According to a further variant, it is preferred that the anode is constructed angled. In the case of a tubular, angled variant, the anode may be designed, for example, as a spiral, which may be flexible.

Furthermore, each anode used in a galvanic electrolyte preferably has in each case one anolyte feed and one anolyte return, so that all the anodes have the same functional and reaction conditions.

In the application of zinc-nickel alloy electrolytes, the use of special anodes based on the EP 1 344 850 A1 proven because it is the formation of degradation products by anodic oxidation in direct contact of the electrolytes, consisting of sodium hydroxide, nickel sulfate solution, amines as complexing agent and other organic compounds is greatly reduced and the cathodic current efficiency of the galvanic process of 30-50% without application of Anodes can be increased to 60-90%, depending on the electrolyte composition and applied current.

Unlike when using cation exchange membrane anodes, as in US Pat EP 1 344 850 A1 described using the anode according to the invention, the use of invest- and cost-intensive, technical peripherals such. B. vacuum evaporator for the constriction of catholyte volume excess pointless because the effects described on page 3, line 25 to page 4, line 14 does not occur.
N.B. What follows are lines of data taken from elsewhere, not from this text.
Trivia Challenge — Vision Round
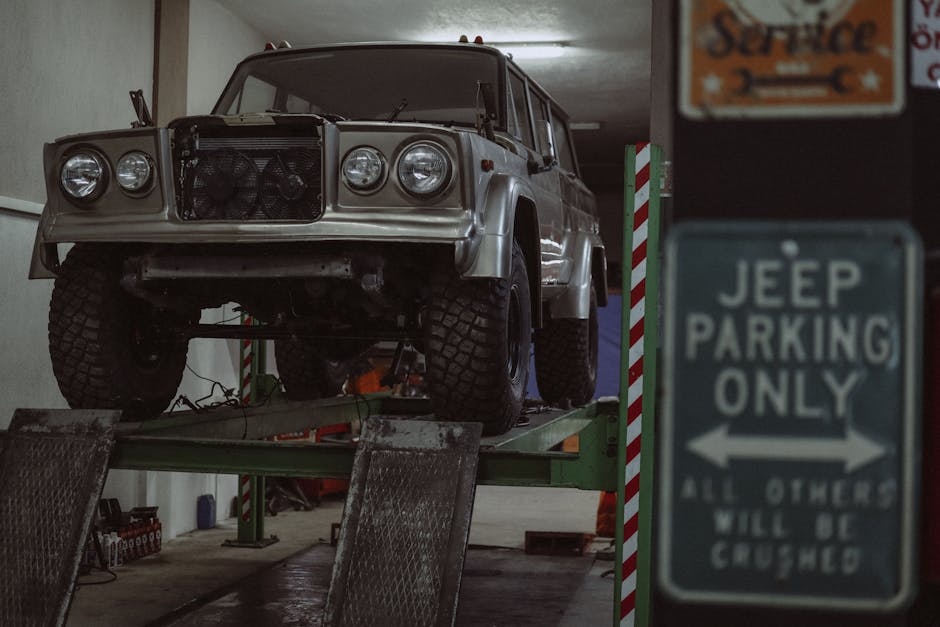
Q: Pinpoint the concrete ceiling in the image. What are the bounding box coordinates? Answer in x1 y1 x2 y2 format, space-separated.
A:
222 0 652 184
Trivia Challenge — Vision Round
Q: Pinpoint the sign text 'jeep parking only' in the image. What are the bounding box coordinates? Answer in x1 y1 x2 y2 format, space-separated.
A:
659 222 921 611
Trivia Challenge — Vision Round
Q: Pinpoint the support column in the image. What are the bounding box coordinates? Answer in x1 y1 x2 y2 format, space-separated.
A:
153 0 189 126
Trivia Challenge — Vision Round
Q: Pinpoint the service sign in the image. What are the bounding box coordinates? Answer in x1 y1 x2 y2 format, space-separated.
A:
679 0 904 118
910 0 940 89
658 222 922 612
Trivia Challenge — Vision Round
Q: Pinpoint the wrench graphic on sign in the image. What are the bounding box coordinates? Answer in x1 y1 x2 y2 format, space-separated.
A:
734 65 852 96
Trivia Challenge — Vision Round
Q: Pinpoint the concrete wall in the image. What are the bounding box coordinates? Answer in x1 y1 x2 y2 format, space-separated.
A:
186 0 267 115
0 0 264 537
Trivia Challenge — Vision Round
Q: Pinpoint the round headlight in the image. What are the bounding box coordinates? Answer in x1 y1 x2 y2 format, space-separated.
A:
114 150 153 192
398 143 450 196
343 146 385 190
59 152 107 200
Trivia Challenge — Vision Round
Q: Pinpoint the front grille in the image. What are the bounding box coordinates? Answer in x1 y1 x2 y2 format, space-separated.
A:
178 137 323 221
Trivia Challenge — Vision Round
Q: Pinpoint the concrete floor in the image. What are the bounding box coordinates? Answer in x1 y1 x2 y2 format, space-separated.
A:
67 486 613 627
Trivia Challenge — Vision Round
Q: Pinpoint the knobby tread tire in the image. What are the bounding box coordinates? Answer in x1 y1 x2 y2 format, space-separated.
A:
48 244 188 418
274 338 356 401
535 288 597 405
426 244 531 435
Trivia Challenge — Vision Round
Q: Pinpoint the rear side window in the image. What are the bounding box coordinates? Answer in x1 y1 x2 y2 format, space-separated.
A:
552 108 574 172
509 72 535 147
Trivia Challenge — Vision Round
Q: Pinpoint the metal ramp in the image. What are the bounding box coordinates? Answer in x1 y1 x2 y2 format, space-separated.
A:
0 409 120 627
324 418 481 627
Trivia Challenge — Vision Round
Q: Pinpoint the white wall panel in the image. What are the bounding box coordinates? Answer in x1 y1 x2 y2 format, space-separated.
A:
187 0 267 115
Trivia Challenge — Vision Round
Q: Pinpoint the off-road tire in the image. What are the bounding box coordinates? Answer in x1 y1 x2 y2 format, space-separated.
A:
274 338 364 401
535 287 597 406
425 243 532 435
49 244 189 419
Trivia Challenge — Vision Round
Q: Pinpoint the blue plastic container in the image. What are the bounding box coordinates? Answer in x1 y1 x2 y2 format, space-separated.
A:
196 494 215 529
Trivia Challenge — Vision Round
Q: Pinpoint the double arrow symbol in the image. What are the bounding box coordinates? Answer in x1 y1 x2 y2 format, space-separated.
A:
686 424 886 472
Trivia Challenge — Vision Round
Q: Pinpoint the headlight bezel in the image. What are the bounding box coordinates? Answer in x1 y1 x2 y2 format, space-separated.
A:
395 139 454 199
56 146 111 205
339 144 389 195
114 148 157 198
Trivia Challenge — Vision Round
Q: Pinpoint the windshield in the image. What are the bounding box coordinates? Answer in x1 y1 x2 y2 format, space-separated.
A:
214 47 502 126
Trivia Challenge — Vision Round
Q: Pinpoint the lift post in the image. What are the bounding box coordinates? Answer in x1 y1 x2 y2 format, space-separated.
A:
223 313 278 549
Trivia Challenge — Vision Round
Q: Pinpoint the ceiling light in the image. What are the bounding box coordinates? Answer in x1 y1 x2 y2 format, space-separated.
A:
568 122 601 131
489 41 567 59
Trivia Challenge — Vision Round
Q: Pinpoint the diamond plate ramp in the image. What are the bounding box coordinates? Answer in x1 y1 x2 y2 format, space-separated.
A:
0 409 120 627
324 418 481 627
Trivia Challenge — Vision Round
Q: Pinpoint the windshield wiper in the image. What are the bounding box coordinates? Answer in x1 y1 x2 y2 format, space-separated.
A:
385 98 408 122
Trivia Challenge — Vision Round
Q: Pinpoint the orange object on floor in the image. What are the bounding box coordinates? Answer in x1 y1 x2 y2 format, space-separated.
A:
594 492 617 538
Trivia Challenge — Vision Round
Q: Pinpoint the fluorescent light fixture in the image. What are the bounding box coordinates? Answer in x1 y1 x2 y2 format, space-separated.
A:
492 41 567 59
568 122 601 131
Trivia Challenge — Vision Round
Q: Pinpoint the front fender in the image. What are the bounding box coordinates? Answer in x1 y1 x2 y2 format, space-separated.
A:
462 174 533 279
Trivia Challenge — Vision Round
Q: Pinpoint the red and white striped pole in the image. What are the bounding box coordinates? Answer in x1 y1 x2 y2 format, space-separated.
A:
614 142 662 627
620 143 650 627
238 475 251 523
239 314 254 407
238 314 254 528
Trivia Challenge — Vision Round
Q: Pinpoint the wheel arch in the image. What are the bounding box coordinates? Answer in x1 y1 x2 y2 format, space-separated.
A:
512 196 542 329
551 231 607 319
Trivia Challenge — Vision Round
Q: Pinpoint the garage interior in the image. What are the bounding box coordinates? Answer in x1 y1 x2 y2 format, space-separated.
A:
0 0 940 627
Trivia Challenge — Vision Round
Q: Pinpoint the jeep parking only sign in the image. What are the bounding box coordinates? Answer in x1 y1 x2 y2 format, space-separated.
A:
659 222 921 611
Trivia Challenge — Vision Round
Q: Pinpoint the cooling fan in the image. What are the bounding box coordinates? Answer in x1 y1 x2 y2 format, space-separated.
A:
190 150 258 220
261 150 322 220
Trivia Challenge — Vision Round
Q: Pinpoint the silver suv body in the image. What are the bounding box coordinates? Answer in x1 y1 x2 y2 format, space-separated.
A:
30 44 606 432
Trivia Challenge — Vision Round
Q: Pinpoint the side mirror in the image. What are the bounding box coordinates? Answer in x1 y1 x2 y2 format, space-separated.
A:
535 120 555 168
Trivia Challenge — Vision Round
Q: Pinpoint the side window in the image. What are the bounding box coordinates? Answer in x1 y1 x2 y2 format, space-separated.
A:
532 92 548 155
509 72 535 146
552 109 574 172
284 94 317 113
228 76 277 114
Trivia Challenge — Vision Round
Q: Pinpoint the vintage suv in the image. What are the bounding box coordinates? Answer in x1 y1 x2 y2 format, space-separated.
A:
30 43 607 433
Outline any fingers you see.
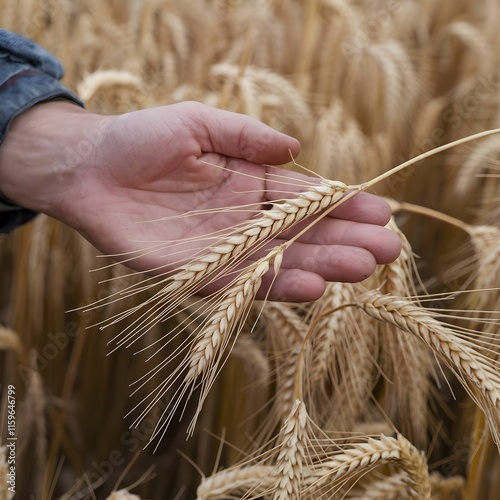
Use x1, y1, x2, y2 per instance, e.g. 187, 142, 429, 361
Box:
282, 218, 401, 264
256, 269, 325, 302
183, 103, 300, 165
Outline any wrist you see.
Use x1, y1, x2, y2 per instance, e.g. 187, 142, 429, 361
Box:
0, 100, 106, 220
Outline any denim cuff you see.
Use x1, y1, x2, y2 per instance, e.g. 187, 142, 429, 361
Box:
0, 29, 83, 233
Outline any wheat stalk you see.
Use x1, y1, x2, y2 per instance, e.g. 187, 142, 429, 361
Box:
358, 290, 500, 446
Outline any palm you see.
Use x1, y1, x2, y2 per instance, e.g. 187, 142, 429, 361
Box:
64, 99, 399, 300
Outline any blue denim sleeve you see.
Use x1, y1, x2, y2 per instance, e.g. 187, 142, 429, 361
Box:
0, 29, 83, 233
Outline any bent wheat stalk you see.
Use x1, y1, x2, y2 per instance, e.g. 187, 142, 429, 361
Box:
357, 290, 500, 448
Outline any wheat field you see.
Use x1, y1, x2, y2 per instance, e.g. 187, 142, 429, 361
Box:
0, 0, 500, 500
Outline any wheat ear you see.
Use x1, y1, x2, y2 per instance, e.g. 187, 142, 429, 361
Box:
313, 434, 431, 500
358, 290, 500, 446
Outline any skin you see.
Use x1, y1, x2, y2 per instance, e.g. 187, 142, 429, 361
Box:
0, 101, 401, 301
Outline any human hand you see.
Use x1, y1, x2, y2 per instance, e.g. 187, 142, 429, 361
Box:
0, 102, 400, 301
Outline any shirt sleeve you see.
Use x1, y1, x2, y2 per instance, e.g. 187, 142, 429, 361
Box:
0, 29, 83, 233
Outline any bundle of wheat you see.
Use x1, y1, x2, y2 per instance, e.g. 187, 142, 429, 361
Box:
0, 0, 500, 500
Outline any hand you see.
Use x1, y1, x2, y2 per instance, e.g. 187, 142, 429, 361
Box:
0, 101, 400, 301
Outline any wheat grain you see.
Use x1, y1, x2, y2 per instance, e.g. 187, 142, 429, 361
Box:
358, 291, 500, 445
308, 434, 431, 500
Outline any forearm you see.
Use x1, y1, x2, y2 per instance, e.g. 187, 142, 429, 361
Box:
0, 101, 105, 219
0, 29, 82, 232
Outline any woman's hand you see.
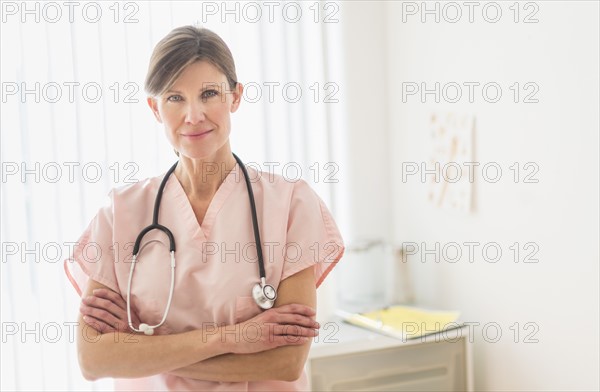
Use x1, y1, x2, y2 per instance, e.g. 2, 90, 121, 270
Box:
232, 304, 320, 354
79, 289, 140, 334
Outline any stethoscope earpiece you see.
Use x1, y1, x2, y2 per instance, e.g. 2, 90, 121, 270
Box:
139, 323, 154, 336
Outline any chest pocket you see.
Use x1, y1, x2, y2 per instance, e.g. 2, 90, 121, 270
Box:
235, 297, 262, 324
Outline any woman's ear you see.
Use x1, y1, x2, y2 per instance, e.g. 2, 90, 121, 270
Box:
148, 97, 162, 124
230, 82, 244, 113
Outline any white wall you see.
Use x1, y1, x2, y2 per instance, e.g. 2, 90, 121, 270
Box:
342, 2, 599, 390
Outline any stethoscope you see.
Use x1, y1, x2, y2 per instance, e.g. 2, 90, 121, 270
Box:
127, 154, 277, 335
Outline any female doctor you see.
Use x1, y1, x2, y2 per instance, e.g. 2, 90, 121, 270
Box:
65, 26, 344, 391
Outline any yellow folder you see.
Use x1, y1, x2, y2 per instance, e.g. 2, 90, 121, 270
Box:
338, 305, 461, 340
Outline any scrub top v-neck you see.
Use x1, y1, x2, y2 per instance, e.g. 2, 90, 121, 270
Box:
165, 163, 243, 240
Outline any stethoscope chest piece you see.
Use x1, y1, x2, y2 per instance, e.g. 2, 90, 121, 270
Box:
252, 279, 277, 309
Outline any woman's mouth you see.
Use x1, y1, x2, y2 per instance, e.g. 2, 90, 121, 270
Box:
182, 129, 213, 139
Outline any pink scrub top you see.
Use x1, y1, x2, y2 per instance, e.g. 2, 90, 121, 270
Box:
65, 164, 344, 391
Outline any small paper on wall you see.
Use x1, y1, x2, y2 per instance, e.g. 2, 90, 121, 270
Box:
426, 112, 475, 213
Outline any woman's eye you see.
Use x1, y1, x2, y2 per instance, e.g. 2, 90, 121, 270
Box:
202, 90, 219, 99
167, 95, 182, 102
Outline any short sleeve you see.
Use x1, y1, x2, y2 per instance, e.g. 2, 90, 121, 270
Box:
281, 180, 344, 287
64, 191, 118, 296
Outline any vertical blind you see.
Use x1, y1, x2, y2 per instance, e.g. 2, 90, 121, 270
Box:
1, 0, 344, 390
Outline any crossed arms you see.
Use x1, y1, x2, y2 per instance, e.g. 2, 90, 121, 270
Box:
77, 268, 318, 382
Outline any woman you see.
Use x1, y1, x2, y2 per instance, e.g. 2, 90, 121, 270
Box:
65, 26, 344, 390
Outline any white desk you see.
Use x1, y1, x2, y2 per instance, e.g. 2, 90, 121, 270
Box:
306, 319, 473, 391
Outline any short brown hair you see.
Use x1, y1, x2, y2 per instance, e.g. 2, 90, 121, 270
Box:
144, 26, 237, 96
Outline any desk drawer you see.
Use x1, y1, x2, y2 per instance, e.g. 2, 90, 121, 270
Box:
309, 338, 467, 391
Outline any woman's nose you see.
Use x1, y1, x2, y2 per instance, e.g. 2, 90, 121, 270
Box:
185, 101, 206, 124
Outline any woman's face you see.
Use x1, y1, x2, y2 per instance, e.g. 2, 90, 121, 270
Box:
148, 61, 242, 160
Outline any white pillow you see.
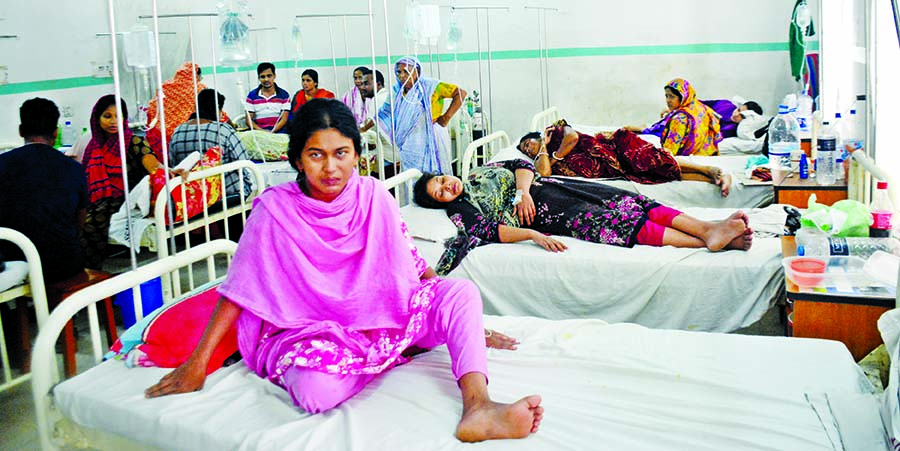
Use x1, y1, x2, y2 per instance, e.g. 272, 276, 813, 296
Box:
400, 204, 456, 243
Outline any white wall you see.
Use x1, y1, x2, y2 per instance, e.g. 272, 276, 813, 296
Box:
0, 0, 815, 151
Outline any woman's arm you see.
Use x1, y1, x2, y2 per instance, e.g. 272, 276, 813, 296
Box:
434, 86, 467, 127
499, 224, 568, 252
552, 125, 578, 160
144, 297, 241, 398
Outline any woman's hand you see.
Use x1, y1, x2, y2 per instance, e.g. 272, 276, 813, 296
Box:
484, 329, 519, 351
144, 359, 206, 398
516, 191, 535, 225
531, 231, 569, 252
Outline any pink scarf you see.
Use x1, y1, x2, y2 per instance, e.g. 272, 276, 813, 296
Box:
219, 173, 420, 331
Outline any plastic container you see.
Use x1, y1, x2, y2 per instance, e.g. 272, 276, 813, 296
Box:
869, 181, 894, 238
781, 257, 878, 287
816, 123, 837, 185
769, 104, 801, 183
113, 277, 162, 329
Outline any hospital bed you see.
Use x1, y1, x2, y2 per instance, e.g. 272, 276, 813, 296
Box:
528, 107, 775, 208
110, 160, 267, 299
32, 240, 880, 451
385, 170, 785, 332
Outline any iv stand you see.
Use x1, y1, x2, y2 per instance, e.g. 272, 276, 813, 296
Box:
525, 6, 559, 110
450, 6, 509, 135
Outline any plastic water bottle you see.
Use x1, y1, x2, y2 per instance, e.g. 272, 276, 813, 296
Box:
816, 122, 837, 185
795, 92, 813, 133
62, 121, 77, 146
798, 153, 809, 179
797, 237, 900, 259
769, 104, 800, 175
869, 181, 894, 237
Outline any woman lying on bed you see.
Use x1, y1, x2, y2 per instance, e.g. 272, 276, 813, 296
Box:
517, 119, 731, 197
146, 99, 544, 442
413, 160, 753, 274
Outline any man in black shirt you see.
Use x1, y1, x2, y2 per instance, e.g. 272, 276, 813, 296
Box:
0, 98, 88, 283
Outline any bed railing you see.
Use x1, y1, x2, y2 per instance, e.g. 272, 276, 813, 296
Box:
529, 106, 560, 132
459, 131, 510, 180
154, 160, 266, 304
31, 240, 237, 450
0, 227, 49, 392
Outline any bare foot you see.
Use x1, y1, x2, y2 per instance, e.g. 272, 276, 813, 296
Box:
703, 218, 747, 252
725, 210, 750, 227
456, 395, 544, 442
725, 227, 753, 251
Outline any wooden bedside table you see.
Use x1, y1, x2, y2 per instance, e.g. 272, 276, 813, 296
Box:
781, 236, 895, 362
773, 173, 847, 208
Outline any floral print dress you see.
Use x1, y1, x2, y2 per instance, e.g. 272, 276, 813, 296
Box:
436, 160, 659, 274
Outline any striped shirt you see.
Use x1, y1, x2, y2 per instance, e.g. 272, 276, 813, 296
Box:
169, 120, 252, 196
246, 85, 291, 130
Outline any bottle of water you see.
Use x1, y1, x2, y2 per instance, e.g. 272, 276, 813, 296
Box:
816, 122, 837, 185
796, 91, 813, 133
797, 237, 900, 259
769, 104, 800, 174
869, 181, 894, 237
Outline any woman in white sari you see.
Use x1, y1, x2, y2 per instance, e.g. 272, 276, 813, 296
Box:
378, 56, 466, 174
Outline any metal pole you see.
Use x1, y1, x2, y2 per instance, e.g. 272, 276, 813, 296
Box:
363, 0, 384, 181
328, 17, 341, 92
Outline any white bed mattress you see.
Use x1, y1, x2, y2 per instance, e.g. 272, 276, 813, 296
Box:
491, 147, 775, 208
404, 205, 785, 332
54, 317, 870, 451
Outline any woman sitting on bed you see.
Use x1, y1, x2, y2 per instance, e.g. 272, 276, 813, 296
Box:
146, 99, 544, 442
413, 160, 752, 274
517, 119, 731, 196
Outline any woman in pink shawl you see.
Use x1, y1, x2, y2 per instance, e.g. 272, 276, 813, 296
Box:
146, 99, 543, 442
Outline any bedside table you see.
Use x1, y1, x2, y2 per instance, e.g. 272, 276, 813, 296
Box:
773, 173, 847, 208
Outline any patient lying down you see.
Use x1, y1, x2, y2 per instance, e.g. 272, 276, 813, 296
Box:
414, 160, 753, 274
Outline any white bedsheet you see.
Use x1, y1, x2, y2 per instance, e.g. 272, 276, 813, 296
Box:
410, 205, 785, 332
54, 317, 869, 451
491, 147, 775, 212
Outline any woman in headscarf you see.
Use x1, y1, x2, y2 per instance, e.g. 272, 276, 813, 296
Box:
146, 99, 544, 442
341, 66, 372, 126
378, 56, 466, 174
291, 69, 334, 116
147, 62, 206, 152
81, 94, 182, 270
661, 78, 722, 156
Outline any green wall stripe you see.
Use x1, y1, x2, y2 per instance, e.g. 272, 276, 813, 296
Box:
0, 41, 819, 95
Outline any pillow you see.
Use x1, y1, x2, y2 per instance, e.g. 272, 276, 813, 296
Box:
400, 204, 456, 243
112, 288, 238, 374
150, 146, 222, 225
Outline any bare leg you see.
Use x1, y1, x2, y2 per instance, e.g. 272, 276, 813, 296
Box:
456, 372, 544, 442
664, 212, 747, 251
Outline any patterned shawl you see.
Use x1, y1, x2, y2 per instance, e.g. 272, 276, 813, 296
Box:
662, 78, 722, 155
81, 94, 132, 203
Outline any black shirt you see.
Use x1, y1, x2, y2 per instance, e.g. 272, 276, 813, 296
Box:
0, 144, 88, 282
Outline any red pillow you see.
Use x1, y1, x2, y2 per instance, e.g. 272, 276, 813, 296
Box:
150, 146, 222, 225
136, 288, 238, 374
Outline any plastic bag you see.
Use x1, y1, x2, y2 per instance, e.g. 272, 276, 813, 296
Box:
800, 194, 871, 238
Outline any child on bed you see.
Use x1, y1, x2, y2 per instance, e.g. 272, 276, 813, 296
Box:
146, 99, 544, 442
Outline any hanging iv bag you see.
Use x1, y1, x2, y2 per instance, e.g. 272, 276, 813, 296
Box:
291, 17, 303, 60
217, 0, 251, 66
122, 25, 156, 69
447, 14, 462, 52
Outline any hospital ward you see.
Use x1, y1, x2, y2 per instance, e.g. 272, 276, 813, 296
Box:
0, 0, 900, 451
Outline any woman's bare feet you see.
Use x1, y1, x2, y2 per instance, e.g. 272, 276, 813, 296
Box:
456, 395, 544, 442
725, 227, 753, 251
701, 215, 747, 252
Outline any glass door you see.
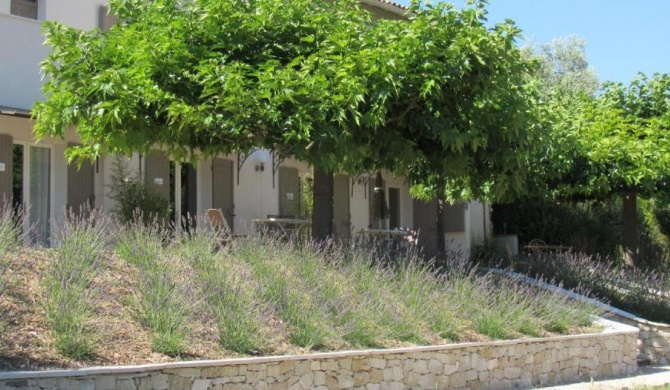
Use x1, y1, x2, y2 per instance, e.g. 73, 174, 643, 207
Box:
29, 146, 51, 243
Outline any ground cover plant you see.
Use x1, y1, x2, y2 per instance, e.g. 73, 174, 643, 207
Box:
512, 252, 670, 323
0, 210, 608, 370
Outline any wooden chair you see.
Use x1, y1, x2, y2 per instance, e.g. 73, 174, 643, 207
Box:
206, 209, 231, 244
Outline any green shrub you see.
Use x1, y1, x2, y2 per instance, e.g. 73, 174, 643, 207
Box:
109, 157, 172, 225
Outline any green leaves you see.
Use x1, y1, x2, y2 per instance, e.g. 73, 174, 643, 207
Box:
34, 0, 534, 201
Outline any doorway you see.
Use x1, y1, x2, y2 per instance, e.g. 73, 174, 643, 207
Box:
12, 144, 51, 244
170, 161, 198, 231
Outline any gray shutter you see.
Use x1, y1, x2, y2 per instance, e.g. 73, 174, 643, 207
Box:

According to the invention, an alkaline electroplating bath is provided for depositing zinc and / or zinc alloy with an anode and a cathode, wherein the anode is separated from an alkaline electrolyte by an ion exchange membrane. According to the invention, the ion exchange membrane is an anion exchange membrane.

The electroplating bath preferably contains an alkaline solution as anolyte. This has the advantage that, in the case of membrane defects, no acid neutralizes the alkaline zinc or zinc alloy electrolyte and, in extreme cases, renders it unusable.

As the membrane, an alkali-resistant anion exchange membrane is preferably used for this invention.

Preferably, the alkaline solution in the electroplating bath is a sodium hydroxide solution and / or a potassium hydroxide solution.

It is preferred that the alkaline solution has a pH in the range of 10 to> 14.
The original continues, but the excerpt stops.